Dahnert: The entire industry is improving, but it still has a way to go. OEMs need to demand that their suppliers develop their components using the best security industry practices of today. This is something Synopsys has been helping a number of OEMs with recently. The Synopsys BSIMM (Build Security in Maturity Model) helps identify those areas where an organization is not meeting the expectations or performance expected by the security team. BSIMM allows an OEM to compare its security practices and the organization’s maturity against what the rest of the industry is doing. It also allows them to determine how to prioritize the different areas where security needs to be addressed. This has the overall effect of improving the product development process, which will also help the entire supply chain improve. In a nutshell, security needs to move to the start of the development process.

AI: How can OEMs and Tier 1 suppliers protect their products from security attacks?

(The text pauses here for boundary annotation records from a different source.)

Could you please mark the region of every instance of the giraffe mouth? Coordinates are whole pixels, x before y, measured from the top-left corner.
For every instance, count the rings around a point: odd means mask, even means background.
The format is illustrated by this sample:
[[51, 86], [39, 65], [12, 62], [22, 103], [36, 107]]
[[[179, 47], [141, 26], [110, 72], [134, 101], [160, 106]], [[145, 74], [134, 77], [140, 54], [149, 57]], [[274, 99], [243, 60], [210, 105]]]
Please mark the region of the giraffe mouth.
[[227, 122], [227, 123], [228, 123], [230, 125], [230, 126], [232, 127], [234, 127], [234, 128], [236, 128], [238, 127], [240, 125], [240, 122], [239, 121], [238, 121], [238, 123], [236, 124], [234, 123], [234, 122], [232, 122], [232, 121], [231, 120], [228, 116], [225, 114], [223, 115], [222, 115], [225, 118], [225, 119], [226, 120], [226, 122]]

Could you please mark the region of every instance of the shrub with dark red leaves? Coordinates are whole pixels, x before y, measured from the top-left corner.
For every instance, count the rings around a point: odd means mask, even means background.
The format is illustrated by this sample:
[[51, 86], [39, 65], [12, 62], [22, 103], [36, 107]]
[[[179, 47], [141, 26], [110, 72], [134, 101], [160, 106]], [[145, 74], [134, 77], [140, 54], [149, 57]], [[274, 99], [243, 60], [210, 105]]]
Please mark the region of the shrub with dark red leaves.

Dahnert: The best way is to improve the overall security of the vehicle, down to the smallest component. This is done foremost by changing the culture. As vehicle safety improved over the last few decades, the culture in the industry changed to one where safety was Priority One. This is what needs to happen with regards to vehicle security. OEMs and their suppliers need to believe that security is just as important as safety. This cultural shift will facilitate the changes needed to improve security by moving the resources and earlier in the design and development processes. More effective procedures can then be implemented that will yield improvements in securing current and future technology. In addition, we can start looking at the standards and guidelines being written and start applying them to the product development lifecycle as soon as possible. Incorporating those tools and concepts that help with the security checks and balances will go a long way toward building an automotive supply chain that is more robust and resistant to state-of-the-art cyber-attacks.